Leader

NST Leader: Of vaping and popcorn lungs

MORE and more Malaysian teenagers — students being a growing number of them — are turning to vaping without realising the dangers posed by the electronic cigarettes to their lungs and respiratory system.

According to data made available in this newspaper by the School of Medical and Life Sciences of Sunway University on Friday, 14.9 per cent of teenagers are into vaping, a staggering growth from 9.8 per cent in 2017.

Yet, our Health Ministry is not stirred up. It wasn't, too, when the medical community and non-governmental organisations highlighted its inadvertence in delisting nicotine from the Poisons Act 1952 on April 1.

Revenue from taxes on nicotine-based products seems to have been the motivation. We shall not say more as there is a judicial review pending on the liquid nicotine delisting. Here is why the Health Ministry, and the government generally, should be stirred up.

We do not know how many e-cigarette brands there are in the country, but they are a part of a RM3 billion vaping empire.

In a letter written to this newspaper, Sunway University disclosed that it had analysed 10 vape liquid brands and found that 70 per cent of them contained higher amounts of propylene glycol than what their labels stated.

What's worse, 80 per cent of the tested samples had traces of ammonia, a chemical present in products such as fertilisers, hair dyes and plastics. One clear indication that our regulators are not doing their job.

Medical professionals say prolonged exposure to such harmful chemicals will cause lung-related diseases, such as popcorn lungs and cancer, and even death.

There has been no record of vaping-related deaths in Malaysia, but in the United States, 12 of such deaths were reported in 2019. This will only grow as legal and illegal brands compete for a share of the global vape empire that is estimated to be US$182.84 billion by 2030, according to Business Wire, a Berkshire Hathaway company.

Malaysia, too, is providing easy access to illegal and legal e-cigarette brands. Galen Centre for Health and Social Policy says in its website that at least 90 per cent of the Malaysian market is nicotine-based vape, mostly illicit and imported from China.
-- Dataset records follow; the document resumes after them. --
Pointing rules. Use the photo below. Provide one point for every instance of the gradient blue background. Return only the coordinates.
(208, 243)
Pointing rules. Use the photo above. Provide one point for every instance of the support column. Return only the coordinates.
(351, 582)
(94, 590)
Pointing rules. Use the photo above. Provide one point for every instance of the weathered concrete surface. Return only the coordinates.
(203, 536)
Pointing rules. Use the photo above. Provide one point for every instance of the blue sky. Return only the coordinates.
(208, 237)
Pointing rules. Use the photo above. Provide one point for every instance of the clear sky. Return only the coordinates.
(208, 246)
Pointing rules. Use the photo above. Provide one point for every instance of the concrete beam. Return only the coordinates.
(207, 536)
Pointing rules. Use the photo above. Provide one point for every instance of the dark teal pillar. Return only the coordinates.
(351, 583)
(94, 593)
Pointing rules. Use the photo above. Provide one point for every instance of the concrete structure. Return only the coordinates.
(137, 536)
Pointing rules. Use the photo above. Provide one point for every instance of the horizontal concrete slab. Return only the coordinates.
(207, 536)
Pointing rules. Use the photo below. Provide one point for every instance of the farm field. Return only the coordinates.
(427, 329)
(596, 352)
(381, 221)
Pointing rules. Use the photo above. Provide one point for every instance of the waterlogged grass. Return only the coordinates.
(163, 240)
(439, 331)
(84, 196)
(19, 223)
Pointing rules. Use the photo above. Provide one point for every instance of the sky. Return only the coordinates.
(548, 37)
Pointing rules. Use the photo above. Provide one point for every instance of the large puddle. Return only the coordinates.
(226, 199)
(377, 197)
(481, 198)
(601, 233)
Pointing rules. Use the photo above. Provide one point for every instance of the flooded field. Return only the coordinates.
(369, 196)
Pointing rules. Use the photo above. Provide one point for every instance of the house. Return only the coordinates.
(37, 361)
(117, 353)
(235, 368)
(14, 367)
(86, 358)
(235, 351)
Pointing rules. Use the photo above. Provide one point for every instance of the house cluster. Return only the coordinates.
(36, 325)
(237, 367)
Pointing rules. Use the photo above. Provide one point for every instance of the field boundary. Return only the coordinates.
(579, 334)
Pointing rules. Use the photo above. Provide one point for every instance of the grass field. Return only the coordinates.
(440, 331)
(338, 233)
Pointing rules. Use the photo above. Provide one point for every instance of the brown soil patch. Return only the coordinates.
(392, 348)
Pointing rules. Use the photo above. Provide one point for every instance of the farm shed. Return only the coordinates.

There is a peculiar argument being peddled by some (one wonders if the e-cigarette industry is behind it): vaping is less harmful than smoking. This is nonsense on stilts. True, nicotine is the devil in the two.

Vaping has more. It has glycol and glycerine and some more, like lead and nickel, to give a momentary throat and lung high until they are damaged beyond repair. The morning after vaping story is one of pain, never pleasure. Always.

The Health Ministry and other regulators must read these danger signals and do something about it before it is too late. What exactly can the Health Ministry do?

Firstly, put liquid nicotine back in the Poisons Act. Secondly, ban disposable vapes, a product that seems to have been designed to get schoolchildren hooked on vaping. This is one reason why vaping has grown to nearly 15 per cent among Malaysian teenagers.

Next, do what China is doing: make flavoured vapes illegal. Finally, revisit tobacco control laws. Malaysia cannot afford not to have it. Tobacco and vape must have an endgame. Otherwise, it would mean an end for a healthy Malaysia.